For me, this is a tie that will be won or lost on Tuesday night – leaving it in the balance before the second leg at the Allianz would set Liverpool at a significant disadvantage. They need to make the most of their incredible home form under Klopp, make the most of Anfield while they have it, and do what they’ve done time after time at home over the years in Europe, both under Klopp and Benitez, and of course even before that.
Win the game in the first leg. Keep a clean sheet and put the away goals in play. 2-0 would be a dream result right now, and what’s scary is that this Liverpool side, which are actually arguably even potentially better than Bayern on paper, are not only more than capable of delivering that, but capable of delivering better still.
This is a Liverpool side that less than 12 months ago upset the apple cart against Man City, and then systematically took Roma apart – both using the first leg at Anfield as a weapon, well aware that with the second leg away from home, they needed to take a lead there.

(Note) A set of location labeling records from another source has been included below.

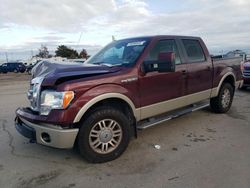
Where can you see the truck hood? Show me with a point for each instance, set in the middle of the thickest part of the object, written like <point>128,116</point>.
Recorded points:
<point>58,72</point>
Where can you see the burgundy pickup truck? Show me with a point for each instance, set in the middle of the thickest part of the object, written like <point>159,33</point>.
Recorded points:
<point>130,84</point>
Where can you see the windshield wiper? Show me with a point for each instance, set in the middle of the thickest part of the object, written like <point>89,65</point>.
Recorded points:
<point>106,64</point>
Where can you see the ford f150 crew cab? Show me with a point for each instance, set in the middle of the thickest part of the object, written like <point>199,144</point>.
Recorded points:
<point>130,84</point>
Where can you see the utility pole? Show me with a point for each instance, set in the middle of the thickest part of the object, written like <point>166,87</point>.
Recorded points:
<point>6,55</point>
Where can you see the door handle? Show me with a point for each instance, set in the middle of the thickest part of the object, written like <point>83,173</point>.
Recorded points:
<point>184,71</point>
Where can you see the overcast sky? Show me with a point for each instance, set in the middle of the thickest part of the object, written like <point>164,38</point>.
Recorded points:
<point>26,24</point>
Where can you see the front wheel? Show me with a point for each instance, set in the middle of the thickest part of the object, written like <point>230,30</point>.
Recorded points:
<point>104,135</point>
<point>223,102</point>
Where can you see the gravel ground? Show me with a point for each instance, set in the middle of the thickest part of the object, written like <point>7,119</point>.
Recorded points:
<point>201,149</point>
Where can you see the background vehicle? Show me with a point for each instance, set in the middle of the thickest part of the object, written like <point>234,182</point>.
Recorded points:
<point>13,67</point>
<point>130,84</point>
<point>30,67</point>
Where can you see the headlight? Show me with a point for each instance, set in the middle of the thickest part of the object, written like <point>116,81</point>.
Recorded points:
<point>55,100</point>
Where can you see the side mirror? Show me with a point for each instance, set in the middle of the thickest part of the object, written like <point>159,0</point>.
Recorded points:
<point>164,63</point>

And this Liverpool side is better than that Liverpool side. They’re probably better than the side that beat Juventus in 05 and the side that took apart Barcelona at the Camp Nou, and they’re arguably on a par with the 09 side that gave Madrid a hiding. This Bayern Munich side are an incredibly good team, with fantastic European pedigree, but they don’t look like being Champions of Europe this year, at this point they look like they might struggle to be Champions of Germany, sitting potentially five points behind Dortmund when they kick off against the Reds on Tuesday.
None of this is to say that Liverpool are favourites, or can afford to show complacency. Losing VVD and being down to the barebones at centre-back before the first leg is a huge blow, and one that it’s essential that Liverpool get through if they’re to stand a chance of making the last eight.
But Anfield has done magical things before in Europe, and this Liverpool are incredibly well-placed to deliver another incredible European night. Let’s just hope that they do so.